If you'd like to give it a try, you can visit https://quickpeep.net, but don't get your hopes up :-)!

Known problems🔗

  • Quality of excerpts is usually poor.
  • Ranking can be a bit poor.
  • Pages without favicons show an ugly broken image.
  • Duplicate webpages show up as duplicate results — QuickPeep should try and canonicalise URLs a bit and look for similar pages.
    • It's probably quite easy to deal with the most common culprits: canonicalise a URL (for deduplication purposes only) by removing trailing /, ignoring the protocol scheme (https://) and ignoring a www. subdomain if present.
    • I have some vague plans to use SimHash to try and tackle the duplicate page problem more generally.
  • Dynamic 'category' or 'home' pages should be favoured less than the pages that they contain excerpts for.
    • Some simple heuristics will probably help a lot here, e.g. favouring the longer URL.
  • Antifeatures are not used at all. They're not even displayed.
  • The size of the Tantivy index is slightly worrying, but there are ways to improve it.
    • Try and add in Zstd support; use Zstd with a dictionary?
  • URL fragments (#blah) should be stripped when raking.

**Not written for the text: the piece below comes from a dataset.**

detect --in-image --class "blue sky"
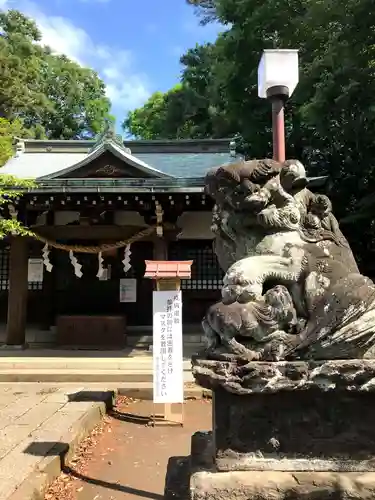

Aside: other uses for the 'references' rake packs🔗

When a lot of sites have been crawled, it'd be fun to load the 'references' rake packs into some kind of graph database and be able to answer queries like 'which pages refer to my page'.
Reverse references like this could be quite interesting for finding extensions or different points of view to an article you are already aware of.
(This would be gamed for SEO purposes in a heartbeat on a conventional search engine!)

Because these rake packs will be available for download, it should be quite possible for someone to do this if they like.


QuickPeep is built on top of many great quality, open-source libraries.
Many thanks to all their authors for putting their work out into the open for fools like me to enjoy!